Separately, Irish racing’s top official doesn’t believe recent high-profile doping stories will have an overall impact on the sport’s commercial appeal.

Horse Racing Ireland’s chief executive said on Monday that integrity is in the best interests of all participants but doesn’t fear sponsorship will suffer on the back of negative headlines in relation to drugs.

As well welfare and safety aspects, the doping of Viking Hoard has also seen a spotlight shone on betting patterns including how the Byrnes trained runner was laid to lose on the Betfair exchange with one punter wagering €34,889 to win €3,200.

That case has come on the back of widespread negative coverage in relation to the question of doping generally in racing. In October top trainer Jim Bolger described drugs as the biggest problem in Irish racing. He also said he doesn’t believe a level playing field exists.

“I don’t generally think so. It is something you always have to be aware of and it’s something to be taken seriously in that context,” said Brian Kavanagh.

“People are naturally trying to understand what happened. But you have to put it in context as well, in terms of the number of these cases seen over the years which are very few.

“In terms of its broader impact I think it behoves all of us to uphold the integrity of the sport and to ensure that people in whatever capacity, viewer, gambler, sponsors, people going racing, know it is run with integrity.

“That’s a job that always there to be done and we will get stuck into that,” he added.

Kavanagh also pointed to how sponsorship levels within Irish racing have generally held up over the last 10 months despite the broader impact of the coronavirus pandemic.
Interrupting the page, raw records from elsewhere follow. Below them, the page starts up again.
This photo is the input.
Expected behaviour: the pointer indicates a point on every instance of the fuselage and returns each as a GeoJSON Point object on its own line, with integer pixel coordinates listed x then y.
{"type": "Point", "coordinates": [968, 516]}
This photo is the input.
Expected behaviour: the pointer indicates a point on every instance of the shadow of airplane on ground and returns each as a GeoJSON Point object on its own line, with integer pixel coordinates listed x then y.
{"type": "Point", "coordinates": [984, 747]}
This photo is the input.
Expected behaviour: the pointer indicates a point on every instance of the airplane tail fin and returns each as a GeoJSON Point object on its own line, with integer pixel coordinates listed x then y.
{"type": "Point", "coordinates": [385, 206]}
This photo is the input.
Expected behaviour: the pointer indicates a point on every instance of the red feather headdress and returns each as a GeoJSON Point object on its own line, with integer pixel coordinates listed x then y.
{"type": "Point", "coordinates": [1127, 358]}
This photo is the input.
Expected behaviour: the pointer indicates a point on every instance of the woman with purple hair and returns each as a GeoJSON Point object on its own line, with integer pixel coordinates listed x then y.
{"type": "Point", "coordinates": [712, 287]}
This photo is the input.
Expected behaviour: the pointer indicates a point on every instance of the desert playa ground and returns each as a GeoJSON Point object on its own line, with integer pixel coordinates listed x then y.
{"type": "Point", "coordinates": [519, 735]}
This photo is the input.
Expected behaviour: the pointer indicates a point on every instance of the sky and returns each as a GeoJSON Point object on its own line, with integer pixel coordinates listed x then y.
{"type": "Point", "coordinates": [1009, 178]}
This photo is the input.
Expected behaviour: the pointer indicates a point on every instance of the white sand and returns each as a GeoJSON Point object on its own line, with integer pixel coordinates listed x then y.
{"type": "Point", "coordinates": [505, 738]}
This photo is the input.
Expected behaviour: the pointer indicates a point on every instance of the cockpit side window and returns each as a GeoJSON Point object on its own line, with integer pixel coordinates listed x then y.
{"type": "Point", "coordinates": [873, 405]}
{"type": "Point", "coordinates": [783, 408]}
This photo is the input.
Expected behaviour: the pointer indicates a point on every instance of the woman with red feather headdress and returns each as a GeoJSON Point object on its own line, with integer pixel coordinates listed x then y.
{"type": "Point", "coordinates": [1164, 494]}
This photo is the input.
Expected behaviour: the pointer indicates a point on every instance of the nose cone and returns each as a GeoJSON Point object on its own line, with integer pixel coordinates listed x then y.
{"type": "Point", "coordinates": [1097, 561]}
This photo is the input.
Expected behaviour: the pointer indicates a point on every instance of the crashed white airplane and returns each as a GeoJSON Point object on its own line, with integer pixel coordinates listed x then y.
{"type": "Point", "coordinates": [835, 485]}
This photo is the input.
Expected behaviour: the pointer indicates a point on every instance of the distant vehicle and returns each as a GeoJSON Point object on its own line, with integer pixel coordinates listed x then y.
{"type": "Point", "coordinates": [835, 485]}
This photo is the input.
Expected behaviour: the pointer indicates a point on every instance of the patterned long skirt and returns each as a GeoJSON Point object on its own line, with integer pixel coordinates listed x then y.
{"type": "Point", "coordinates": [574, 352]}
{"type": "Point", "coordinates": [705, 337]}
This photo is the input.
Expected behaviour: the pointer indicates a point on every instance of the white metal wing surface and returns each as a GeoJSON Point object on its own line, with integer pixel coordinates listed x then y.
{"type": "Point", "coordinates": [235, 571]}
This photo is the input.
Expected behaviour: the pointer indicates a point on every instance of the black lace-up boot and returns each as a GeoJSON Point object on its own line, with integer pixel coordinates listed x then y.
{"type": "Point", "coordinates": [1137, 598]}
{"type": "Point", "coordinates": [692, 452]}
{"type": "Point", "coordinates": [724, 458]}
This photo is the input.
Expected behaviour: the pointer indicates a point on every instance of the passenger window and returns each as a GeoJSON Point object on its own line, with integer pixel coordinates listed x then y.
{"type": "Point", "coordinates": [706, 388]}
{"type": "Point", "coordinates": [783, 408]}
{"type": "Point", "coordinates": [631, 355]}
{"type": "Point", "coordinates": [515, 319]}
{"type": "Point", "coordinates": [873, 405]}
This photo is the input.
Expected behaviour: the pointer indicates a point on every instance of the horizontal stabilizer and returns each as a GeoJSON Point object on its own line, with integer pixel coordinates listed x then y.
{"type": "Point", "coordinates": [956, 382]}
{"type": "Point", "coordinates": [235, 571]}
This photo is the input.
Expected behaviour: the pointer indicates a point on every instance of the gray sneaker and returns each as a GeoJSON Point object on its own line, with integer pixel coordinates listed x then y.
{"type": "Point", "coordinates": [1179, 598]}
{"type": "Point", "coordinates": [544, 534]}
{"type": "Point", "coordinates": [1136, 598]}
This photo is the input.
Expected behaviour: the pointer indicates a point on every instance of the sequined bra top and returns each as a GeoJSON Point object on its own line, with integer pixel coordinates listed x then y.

“We recently had the announcement of new sponsors for the Irish Champion Hurdle (Chanelle Pharma) and Savills renewed sponsorship of the big chase at Leopardstown over Christmas.

“The Curragh had a strong performance last year too with the renewal of Dubai Duty Free and new sponsors for the Irish Oaks and the Pretty Polly.

“Certainly at some of the smaller tracks a lot of sponsors are rooted in local communities and businesses. So I don’t see it in those terms,” Kavanagh added.